O Índice de Desenvolvimento da Educação Básica (Ideb) alcançou, em 2025, o patamar mais elevado de toda a sua série histórica, iniciada em 2005. Segundo dados divulgados pelo Ministério da Educação (MEC) nesta quarta-feira (5), o país registrou a maior evolução acumulada em 20 anos, com avanços observados nos anos iniciais e finais do ensino fundamental, além do ensino médio.
Para o ministro da Educação, Leonardo Barchini, os indicadores refletem um esforço conjunto na ampliação do acesso escolar, na redução das taxas de reprovação e na melhoria efetiva da aprendizagem. O índice, que avalia o desempenho em língua portuguesa e matemática por meio do Sistema de Avaliação da Educação Básica (Saeb) e considera as taxas de aprovação do Censo Escolar, é calculado a cada dois anos.
Os anos iniciais do ensino fundamental, que compreendem do 1º ao 5º ano, apresentaram o progresso mais expressivo. O índice saltou de 6, em 2023, para 6,3 em 2025, superando a meta estabelecida. Comparativamente, o resultado é significativamente superior aos 3,8 registrados no início da série histórica, há duas décadas.
Nos anos finais do ensino fundamental (6º ao 9º ano), o desempenho subiu de 5 para 5,3. Embora o crescimento demonstre uma trajetória de alta em relação aos 3,5 observados em 2005, o resultado final ficou abaixo da meta projetada de 5,5. O Ministério da Educação atribui a melhora ao aumento contínuo das médias de proficiência e ao controle do fluxo escolar.

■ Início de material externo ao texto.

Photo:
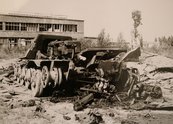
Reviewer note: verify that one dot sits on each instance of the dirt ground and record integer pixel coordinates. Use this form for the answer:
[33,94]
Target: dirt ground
[22,108]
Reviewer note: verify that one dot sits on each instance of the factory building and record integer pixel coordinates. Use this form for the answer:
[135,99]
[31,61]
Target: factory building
[20,29]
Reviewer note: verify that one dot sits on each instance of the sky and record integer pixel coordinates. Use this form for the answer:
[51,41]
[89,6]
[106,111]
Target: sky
[112,15]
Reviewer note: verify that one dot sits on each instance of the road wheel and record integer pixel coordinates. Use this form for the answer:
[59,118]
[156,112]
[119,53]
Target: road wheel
[58,76]
[36,85]
[22,76]
[19,71]
[28,78]
[45,76]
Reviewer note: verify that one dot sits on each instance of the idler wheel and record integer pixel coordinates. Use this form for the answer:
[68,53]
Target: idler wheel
[58,76]
[22,76]
[36,85]
[45,76]
[28,78]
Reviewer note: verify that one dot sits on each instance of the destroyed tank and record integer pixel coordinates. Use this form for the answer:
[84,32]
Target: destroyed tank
[105,69]
[46,64]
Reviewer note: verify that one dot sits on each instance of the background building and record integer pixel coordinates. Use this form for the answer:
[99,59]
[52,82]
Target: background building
[21,29]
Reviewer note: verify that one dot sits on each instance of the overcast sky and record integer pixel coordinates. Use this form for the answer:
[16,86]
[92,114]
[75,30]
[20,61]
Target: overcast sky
[112,15]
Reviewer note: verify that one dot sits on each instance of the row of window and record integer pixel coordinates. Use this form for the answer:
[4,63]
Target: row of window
[11,26]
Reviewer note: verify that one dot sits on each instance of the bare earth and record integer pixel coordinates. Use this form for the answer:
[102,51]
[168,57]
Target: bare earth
[21,108]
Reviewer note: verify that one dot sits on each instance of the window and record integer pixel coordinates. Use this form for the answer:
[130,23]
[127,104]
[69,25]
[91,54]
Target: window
[1,26]
[45,27]
[31,27]
[69,28]
[12,26]
[23,27]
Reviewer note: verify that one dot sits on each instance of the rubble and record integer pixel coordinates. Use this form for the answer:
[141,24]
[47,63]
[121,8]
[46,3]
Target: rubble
[92,117]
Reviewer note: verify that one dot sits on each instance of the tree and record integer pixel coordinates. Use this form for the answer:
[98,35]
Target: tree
[136,16]
[103,39]
[121,41]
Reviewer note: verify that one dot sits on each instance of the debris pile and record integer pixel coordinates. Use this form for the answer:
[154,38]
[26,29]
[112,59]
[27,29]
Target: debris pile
[92,117]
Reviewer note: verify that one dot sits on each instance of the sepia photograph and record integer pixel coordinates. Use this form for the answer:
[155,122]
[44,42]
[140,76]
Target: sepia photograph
[86,62]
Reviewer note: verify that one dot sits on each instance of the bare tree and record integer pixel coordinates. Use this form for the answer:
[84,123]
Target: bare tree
[136,16]
[103,39]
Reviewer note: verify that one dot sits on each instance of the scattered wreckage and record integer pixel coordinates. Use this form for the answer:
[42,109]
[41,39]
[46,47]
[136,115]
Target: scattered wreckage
[56,63]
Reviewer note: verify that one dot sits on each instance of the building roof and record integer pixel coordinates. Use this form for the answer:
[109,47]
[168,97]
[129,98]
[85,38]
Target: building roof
[56,17]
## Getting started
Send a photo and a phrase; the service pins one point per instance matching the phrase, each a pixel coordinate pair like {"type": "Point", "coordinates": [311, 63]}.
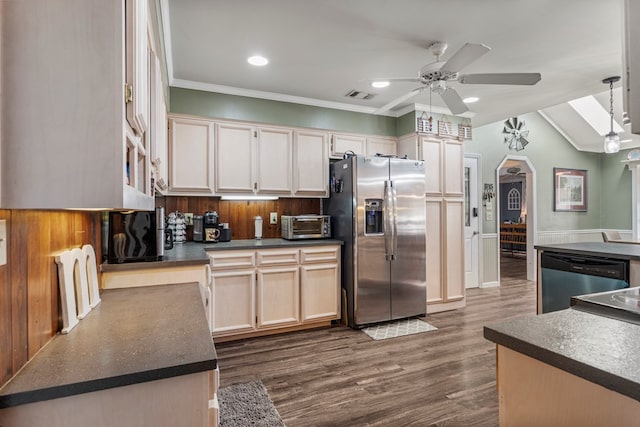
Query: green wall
{"type": "Point", "coordinates": [608, 183]}
{"type": "Point", "coordinates": [218, 105]}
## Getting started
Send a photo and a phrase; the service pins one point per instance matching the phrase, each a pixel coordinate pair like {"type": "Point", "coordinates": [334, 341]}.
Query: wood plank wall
{"type": "Point", "coordinates": [240, 214]}
{"type": "Point", "coordinates": [29, 306]}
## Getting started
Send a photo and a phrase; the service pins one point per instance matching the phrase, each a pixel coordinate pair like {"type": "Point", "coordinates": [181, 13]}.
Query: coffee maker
{"type": "Point", "coordinates": [210, 229]}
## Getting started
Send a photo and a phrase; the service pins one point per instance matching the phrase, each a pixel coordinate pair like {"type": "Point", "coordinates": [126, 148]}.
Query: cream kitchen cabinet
{"type": "Point", "coordinates": [342, 143]}
{"type": "Point", "coordinates": [310, 164]}
{"type": "Point", "coordinates": [251, 159]}
{"type": "Point", "coordinates": [191, 156]}
{"type": "Point", "coordinates": [384, 146]}
{"type": "Point", "coordinates": [444, 159]}
{"type": "Point", "coordinates": [287, 289]}
{"type": "Point", "coordinates": [320, 283]}
{"type": "Point", "coordinates": [278, 295]}
{"type": "Point", "coordinates": [159, 136]}
{"type": "Point", "coordinates": [66, 139]}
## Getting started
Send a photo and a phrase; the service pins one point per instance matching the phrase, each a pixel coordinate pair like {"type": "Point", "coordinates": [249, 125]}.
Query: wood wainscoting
{"type": "Point", "coordinates": [29, 307]}
{"type": "Point", "coordinates": [240, 213]}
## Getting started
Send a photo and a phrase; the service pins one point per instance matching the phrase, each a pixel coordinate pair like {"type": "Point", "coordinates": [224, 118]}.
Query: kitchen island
{"type": "Point", "coordinates": [141, 357]}
{"type": "Point", "coordinates": [567, 367]}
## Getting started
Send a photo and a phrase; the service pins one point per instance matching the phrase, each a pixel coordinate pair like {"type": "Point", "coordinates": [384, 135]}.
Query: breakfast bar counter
{"type": "Point", "coordinates": [567, 367]}
{"type": "Point", "coordinates": [137, 345]}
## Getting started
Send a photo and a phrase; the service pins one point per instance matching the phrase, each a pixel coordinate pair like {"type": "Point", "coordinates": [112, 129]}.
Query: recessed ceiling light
{"type": "Point", "coordinates": [258, 60]}
{"type": "Point", "coordinates": [380, 84]}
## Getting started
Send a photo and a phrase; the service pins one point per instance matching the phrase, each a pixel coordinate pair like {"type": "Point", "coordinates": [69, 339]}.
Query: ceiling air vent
{"type": "Point", "coordinates": [359, 94]}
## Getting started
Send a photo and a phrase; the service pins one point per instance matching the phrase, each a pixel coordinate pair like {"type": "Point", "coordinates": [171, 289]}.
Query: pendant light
{"type": "Point", "coordinates": [611, 140]}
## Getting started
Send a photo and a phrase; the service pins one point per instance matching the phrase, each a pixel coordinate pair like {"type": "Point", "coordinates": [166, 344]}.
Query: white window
{"type": "Point", "coordinates": [513, 200]}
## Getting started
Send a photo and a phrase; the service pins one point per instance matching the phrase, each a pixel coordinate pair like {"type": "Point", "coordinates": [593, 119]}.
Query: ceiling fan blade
{"type": "Point", "coordinates": [501, 78]}
{"type": "Point", "coordinates": [465, 56]}
{"type": "Point", "coordinates": [397, 79]}
{"type": "Point", "coordinates": [398, 100]}
{"type": "Point", "coordinates": [453, 101]}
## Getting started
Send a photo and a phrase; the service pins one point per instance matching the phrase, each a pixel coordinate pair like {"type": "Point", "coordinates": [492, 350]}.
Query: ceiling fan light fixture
{"type": "Point", "coordinates": [258, 60]}
{"type": "Point", "coordinates": [611, 140]}
{"type": "Point", "coordinates": [380, 84]}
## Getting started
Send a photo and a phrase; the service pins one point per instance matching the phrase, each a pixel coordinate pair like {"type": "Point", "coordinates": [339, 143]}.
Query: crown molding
{"type": "Point", "coordinates": [273, 96]}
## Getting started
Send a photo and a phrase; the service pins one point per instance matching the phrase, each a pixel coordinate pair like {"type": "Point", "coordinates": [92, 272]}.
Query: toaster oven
{"type": "Point", "coordinates": [305, 227]}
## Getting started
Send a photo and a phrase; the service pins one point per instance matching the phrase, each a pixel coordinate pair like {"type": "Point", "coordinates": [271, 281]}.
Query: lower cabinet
{"type": "Point", "coordinates": [278, 299]}
{"type": "Point", "coordinates": [282, 289]}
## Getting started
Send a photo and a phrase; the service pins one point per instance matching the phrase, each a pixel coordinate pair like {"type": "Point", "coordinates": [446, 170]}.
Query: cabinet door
{"type": "Point", "coordinates": [432, 154]}
{"type": "Point", "coordinates": [320, 288]}
{"type": "Point", "coordinates": [343, 143]}
{"type": "Point", "coordinates": [190, 153]}
{"type": "Point", "coordinates": [311, 164]}
{"type": "Point", "coordinates": [434, 254]}
{"type": "Point", "coordinates": [385, 146]}
{"type": "Point", "coordinates": [454, 250]}
{"type": "Point", "coordinates": [233, 294]}
{"type": "Point", "coordinates": [234, 158]}
{"type": "Point", "coordinates": [278, 296]}
{"type": "Point", "coordinates": [273, 165]}
{"type": "Point", "coordinates": [453, 164]}
{"type": "Point", "coordinates": [137, 65]}
{"type": "Point", "coordinates": [158, 132]}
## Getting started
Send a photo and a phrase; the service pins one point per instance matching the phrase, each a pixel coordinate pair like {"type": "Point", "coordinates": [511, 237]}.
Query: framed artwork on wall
{"type": "Point", "coordinates": [569, 190]}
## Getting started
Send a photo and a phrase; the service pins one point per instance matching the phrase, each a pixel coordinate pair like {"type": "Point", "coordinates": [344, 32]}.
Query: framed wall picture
{"type": "Point", "coordinates": [570, 190]}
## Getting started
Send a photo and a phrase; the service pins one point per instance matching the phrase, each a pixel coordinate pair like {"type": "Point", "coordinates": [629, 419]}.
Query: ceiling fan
{"type": "Point", "coordinates": [436, 76]}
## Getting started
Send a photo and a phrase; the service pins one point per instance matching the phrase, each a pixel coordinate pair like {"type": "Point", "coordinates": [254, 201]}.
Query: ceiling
{"type": "Point", "coordinates": [320, 50]}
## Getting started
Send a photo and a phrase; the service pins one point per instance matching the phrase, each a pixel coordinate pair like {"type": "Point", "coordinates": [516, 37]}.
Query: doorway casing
{"type": "Point", "coordinates": [530, 182]}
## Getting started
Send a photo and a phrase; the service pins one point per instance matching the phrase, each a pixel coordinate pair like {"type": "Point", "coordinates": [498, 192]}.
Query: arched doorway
{"type": "Point", "coordinates": [516, 201]}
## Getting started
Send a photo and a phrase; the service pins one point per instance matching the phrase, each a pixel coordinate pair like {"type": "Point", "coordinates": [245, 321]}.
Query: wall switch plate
{"type": "Point", "coordinates": [3, 242]}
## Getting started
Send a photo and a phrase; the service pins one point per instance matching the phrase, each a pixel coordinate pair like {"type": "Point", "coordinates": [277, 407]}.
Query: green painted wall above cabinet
{"type": "Point", "coordinates": [218, 105]}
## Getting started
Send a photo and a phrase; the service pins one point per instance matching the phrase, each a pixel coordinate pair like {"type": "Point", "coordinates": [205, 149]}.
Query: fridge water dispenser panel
{"type": "Point", "coordinates": [373, 217]}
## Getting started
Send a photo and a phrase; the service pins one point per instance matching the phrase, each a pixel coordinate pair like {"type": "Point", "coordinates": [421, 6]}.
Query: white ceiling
{"type": "Point", "coordinates": [320, 50]}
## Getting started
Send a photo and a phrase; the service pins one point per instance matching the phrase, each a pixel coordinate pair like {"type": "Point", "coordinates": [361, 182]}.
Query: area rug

O ensino médio registrou um crescimento, passando de 4,3 em 2023 para 4,5 em 2025. Apesar de atingir o maior patamar desde 2005, a etapa permanece abaixo da meta de 5,2, patamar que não é alcançado desde 2013. O ministro Leonardo Barchini reconheceu que, embora o avanço seja notável, a melhoria da aprendizagem nesta fase exige um novo salto estratégico.
Especialistas apontam que a transição para os anos finais e o ensino médio impõe desafios complexos. Felipe Proto, vice-presidente de Educação da Fundação Lemann, destaca que a defasagem acumulada nos anos iniciais pode comprometer o desempenho futuro. Além disso, a mudança na dinâmica escolar, com a introdução de múltiplos professores por disciplina, exige estratégias que favoreçam o engajamento e o vínculo dos estudantes entre 11 e 14 anos.
O cenário nacional revela que todos os estados e o Distrito Federal elevaram seus índices nos anos iniciais do ensino fundamental. O Paraná liderou com 6,9, seguido pelo Ceará com 6,8. No ensino médio, 23 unidades da federação apresentaram crescimento, com destaque para o Paraná, que obteve a nota 5,1.
Em relação aos municípios, houve uma redução expressiva no número de cidades com Ideb de até 4,9, caindo de 4.110 em 2005 para 442 em 2025. A secretária de Educação Básica do MEC, Kátia Schweickardt, informou que o governo oferecerá assistência técnica individualizada para as localidades que ainda não atingiram as médias esperadas, focando em diagnósticos detalhados para superar as barreiras locais.